Large leaf plants bring a tropical look to the garden. Large leaves with rich texture and deep lobes add interest to the garden, even when the plants aren’t in bloom. In general, large leaf plants perform well in shady areas because a large leaf has more exposed surface area to perform photosynthesis, so it can get the job done with less light.
Delavy Incarvillea - Delavy incarvillea (Incarvillea delavayi), also called hardy gloxinia, has 12-inch leaves that form a large rosette. Flower stalks emerge from the center of the rosettes in late spring and grow to a height of 24 to 36 inches. Deep rose or purplish flowers bloom in a cluster at the top of the flower stem. The 3-inch, trumpet-shaped flowers that resemble large gloxinias are followed by elongated, beak-shaped seed pods. Delavy incarvillea needs a rich, moist, well-drained soil and full sun or partial shade. The plants need no special care except for a deep mulch in winter in Zones 5 and 6 to protect from hard freezes. Delavy incarvillea is hardy in U.S. Department of Agriculture Zones 5 to 9. You can grow it in cooler zones and dig the roots for storage indoors over winter.

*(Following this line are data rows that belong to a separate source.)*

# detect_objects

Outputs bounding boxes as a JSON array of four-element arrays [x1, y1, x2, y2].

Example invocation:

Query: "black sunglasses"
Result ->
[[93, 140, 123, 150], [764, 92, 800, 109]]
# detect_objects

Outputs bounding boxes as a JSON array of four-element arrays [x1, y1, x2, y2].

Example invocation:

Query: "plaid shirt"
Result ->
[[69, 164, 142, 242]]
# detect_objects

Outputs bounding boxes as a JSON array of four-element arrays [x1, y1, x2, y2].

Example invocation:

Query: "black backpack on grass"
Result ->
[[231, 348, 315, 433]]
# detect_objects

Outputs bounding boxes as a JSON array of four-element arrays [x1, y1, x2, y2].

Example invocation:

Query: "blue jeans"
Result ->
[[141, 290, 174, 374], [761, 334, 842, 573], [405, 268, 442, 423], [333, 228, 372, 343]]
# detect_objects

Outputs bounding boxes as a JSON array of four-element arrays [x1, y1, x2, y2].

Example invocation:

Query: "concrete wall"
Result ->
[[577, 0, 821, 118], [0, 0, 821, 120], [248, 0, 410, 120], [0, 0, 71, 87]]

Fatsia - Fatsia (Fatsia japonica) has 12-inch, deeply lobed leaves that give the plant a tropical appearance. The plant grows up to 8 feet tall with a spread of up to 4 feet. It produces clusters of small white flowers in fall, but the flowers aren't particularly showy, and fatsia is grown primarily for the attractive foliage. The flowers are followed by fleshy black fruit. Fatsia needs an organically rich, slightly acid soil and full or partial shade. Fertilize regularly and keep the soil moist. If the plant begins to tilt to one side, prune to remove some of the heavy branches and encourage branching. Fatsia is hardy in USDA Zones 7 to 10. In Zone 7, plant fatsia in an area protected from strong winds and mulch heavily over winter.
Hosta - Hostas offer a wide variety of foliage color and texture. Although they produce white or lavender flowers in summer, they are grown primarily for their rich foliage. Plant size varies from 3-inch dwarfs to 4-foot giants. The width is usually about twice the height. Hostas grow best in partial shade and a soil that is well-drained and rich in organic matter. These low-maintenance plants don't need a lot of fuss, but they appreciate occasional sidedressing with compost and a layer of organic mulch, especially in winter when tender roots may need extra protection. The hardiness varies with the species, but most are safe in USDA Zones 4 to 9.
Caladiums - Caladiums produce colorful, heart- or arrowhead-shaped leaves up to 14 inches long. Depending on the variety, calaladium leaves are streaked or spotted with white, grey, pink or red. Grow caladiums directly in the ground or plant them in pots to make it easy to bring the plant indoors for winter. Caladiums need partial or full shade and a rich, organic, well-drained soil. Water deeply two or three times a week, and apply mulch to help the soil retain moisture. Dig caladiums for storage indoors in all but frost-free areas.